A Alpargatas informou nesta última terça-feira (23) que a Itaúsa elevou sua participação na companhia a 15,94%, equivalente a 54.765.699 ações preferenciais de emissão da empresa dona da Havaianas, segundo comunicado ao mercado. As negociações foram realizadas na véspera.
Já os acionistas controladores da Alpargatas passaram a deter, em conjunto, 137.512.422 ações preferenciais, aproximadamente 40,03%.
No comunicado, a companhia reforça que “não há qualquer pretensão de alterar a composição do controle acionário ou a estrutura administrativa” por parte dos controladores.

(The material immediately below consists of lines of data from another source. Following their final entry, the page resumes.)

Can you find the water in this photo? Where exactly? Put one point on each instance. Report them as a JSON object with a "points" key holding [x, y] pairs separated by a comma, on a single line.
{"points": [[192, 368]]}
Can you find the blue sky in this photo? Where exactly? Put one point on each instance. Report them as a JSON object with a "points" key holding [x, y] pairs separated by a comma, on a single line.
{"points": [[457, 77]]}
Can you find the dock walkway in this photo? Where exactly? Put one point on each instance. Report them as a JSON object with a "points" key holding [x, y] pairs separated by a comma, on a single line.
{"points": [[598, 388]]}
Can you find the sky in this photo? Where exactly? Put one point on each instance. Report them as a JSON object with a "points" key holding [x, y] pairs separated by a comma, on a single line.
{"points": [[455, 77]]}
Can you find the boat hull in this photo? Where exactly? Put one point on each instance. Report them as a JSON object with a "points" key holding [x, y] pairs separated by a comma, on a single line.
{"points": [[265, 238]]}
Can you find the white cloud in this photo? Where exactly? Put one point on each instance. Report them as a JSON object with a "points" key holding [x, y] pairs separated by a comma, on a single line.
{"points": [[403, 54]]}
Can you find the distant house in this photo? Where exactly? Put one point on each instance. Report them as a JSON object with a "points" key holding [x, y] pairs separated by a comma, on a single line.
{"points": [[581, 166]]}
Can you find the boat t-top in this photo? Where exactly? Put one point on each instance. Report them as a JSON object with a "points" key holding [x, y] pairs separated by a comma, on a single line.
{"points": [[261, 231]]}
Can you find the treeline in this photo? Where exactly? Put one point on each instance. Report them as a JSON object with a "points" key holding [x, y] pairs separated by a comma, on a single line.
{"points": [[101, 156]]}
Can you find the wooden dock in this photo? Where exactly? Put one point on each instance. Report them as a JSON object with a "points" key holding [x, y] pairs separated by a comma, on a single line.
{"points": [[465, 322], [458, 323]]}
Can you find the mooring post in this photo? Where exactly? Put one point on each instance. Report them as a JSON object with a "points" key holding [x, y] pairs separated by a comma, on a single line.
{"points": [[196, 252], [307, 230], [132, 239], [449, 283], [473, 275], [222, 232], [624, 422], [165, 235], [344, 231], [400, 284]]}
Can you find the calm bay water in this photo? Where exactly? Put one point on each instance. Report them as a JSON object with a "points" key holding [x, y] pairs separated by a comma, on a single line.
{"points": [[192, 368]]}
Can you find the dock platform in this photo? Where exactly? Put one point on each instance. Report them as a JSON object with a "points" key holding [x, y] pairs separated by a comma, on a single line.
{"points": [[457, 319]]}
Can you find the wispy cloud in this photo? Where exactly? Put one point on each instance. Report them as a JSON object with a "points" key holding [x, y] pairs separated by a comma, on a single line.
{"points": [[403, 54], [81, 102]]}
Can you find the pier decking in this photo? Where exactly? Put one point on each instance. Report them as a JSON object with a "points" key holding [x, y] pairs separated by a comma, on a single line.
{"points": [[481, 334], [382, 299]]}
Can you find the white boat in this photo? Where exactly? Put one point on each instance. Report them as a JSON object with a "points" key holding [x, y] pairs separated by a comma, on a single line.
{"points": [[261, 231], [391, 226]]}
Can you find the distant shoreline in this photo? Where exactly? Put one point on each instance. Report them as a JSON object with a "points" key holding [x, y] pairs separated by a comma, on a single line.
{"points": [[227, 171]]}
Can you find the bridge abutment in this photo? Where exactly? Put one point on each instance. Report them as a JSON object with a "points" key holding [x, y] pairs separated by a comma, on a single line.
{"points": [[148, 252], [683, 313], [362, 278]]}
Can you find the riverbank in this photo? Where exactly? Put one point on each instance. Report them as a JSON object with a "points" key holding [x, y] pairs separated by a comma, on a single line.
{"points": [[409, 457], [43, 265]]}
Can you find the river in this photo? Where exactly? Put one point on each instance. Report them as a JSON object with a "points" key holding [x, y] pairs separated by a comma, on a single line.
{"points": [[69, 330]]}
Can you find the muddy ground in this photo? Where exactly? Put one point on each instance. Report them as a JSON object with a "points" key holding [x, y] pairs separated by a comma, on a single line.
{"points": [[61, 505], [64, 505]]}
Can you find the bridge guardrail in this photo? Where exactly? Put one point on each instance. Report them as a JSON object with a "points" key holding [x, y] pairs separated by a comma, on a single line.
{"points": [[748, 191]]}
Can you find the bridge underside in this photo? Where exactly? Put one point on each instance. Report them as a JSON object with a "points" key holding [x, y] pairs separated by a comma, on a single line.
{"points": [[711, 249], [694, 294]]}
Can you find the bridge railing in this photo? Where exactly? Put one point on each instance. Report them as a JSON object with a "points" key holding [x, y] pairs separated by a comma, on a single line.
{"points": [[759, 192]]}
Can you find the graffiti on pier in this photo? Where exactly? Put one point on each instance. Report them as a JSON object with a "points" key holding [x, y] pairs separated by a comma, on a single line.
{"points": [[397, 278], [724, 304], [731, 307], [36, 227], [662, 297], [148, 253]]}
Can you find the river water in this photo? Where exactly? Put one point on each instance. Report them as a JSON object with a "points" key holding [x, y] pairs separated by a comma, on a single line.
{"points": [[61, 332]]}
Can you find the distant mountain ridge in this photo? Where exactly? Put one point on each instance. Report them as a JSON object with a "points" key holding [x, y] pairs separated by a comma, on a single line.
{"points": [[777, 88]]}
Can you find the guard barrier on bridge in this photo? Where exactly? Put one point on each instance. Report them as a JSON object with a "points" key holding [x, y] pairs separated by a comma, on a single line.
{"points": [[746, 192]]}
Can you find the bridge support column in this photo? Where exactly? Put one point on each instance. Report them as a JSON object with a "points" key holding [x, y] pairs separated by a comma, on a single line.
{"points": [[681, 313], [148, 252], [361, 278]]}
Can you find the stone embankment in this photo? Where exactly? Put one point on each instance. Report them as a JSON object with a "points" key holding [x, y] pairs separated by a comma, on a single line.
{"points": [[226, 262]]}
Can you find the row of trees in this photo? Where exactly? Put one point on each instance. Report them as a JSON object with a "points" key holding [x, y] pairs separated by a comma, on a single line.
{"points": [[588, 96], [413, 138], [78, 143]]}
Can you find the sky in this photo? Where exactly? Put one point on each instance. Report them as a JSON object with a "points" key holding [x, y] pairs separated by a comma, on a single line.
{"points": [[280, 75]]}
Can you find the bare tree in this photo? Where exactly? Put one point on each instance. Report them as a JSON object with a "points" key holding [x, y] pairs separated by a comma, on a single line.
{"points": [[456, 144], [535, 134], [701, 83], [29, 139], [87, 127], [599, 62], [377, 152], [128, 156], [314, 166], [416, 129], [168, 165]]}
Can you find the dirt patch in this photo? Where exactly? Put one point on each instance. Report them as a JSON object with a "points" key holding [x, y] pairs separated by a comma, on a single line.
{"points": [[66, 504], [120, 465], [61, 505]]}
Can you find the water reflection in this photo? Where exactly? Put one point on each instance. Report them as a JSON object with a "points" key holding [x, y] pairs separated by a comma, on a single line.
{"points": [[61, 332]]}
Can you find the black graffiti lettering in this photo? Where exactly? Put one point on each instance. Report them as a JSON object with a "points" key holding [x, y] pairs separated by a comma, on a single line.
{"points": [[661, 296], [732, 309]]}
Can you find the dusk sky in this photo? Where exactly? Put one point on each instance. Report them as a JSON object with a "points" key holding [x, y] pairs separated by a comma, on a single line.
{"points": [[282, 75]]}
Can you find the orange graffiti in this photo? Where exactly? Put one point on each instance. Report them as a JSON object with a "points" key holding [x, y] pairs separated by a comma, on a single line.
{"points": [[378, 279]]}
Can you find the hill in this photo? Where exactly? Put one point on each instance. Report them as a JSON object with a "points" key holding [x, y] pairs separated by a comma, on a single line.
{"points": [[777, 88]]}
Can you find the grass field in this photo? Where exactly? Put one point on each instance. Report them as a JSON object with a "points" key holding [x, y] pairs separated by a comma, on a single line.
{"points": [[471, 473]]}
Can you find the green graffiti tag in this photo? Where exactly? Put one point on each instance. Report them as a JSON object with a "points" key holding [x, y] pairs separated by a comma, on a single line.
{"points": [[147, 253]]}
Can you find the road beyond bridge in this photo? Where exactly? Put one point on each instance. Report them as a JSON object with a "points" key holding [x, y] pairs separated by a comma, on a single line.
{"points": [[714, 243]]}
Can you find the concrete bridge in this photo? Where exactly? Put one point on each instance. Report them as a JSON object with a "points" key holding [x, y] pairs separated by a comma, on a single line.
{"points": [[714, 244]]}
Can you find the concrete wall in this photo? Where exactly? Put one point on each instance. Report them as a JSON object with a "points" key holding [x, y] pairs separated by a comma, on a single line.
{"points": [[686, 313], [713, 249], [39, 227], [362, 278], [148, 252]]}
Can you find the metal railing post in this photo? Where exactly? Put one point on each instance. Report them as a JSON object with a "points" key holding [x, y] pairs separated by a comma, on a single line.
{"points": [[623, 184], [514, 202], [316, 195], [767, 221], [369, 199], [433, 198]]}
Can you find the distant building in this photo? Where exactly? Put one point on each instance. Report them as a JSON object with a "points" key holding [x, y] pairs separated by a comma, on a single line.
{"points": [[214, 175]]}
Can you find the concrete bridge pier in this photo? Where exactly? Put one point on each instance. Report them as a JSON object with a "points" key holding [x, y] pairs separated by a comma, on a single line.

Com o caixa sendo devolvido e o papel negociando ex‑direitos, movimentos táticos de liquidez tendem a se acentuar. Nesse contexto, o reforço de PNs pelos controladores, sob o Acordo de 2017, sinaliza estabilidade de longo prazo e coerência com a mensagem de não alterar o controle, mesmo com o Grupo MS utilizando instrumento de swap comprado para compor a exposição econômica.
Diferentemente de players financeiros que ajustam exposição no curto prazo — dinâmica visível na venda do JPMorgan em 15/12 e gestão via equity swaps —, a atuação dos controladores parece orientar o book para menor dispersão durante a virada do calendário societário. O encadeamento de retornos ao acionista, seguido por reequilíbrios de free float e uma postura de controle mais presente nas PNs, reforça a previsibilidade de governança e reduz ruído em um mês de elevado trânsito entre posições físicas e derivativas.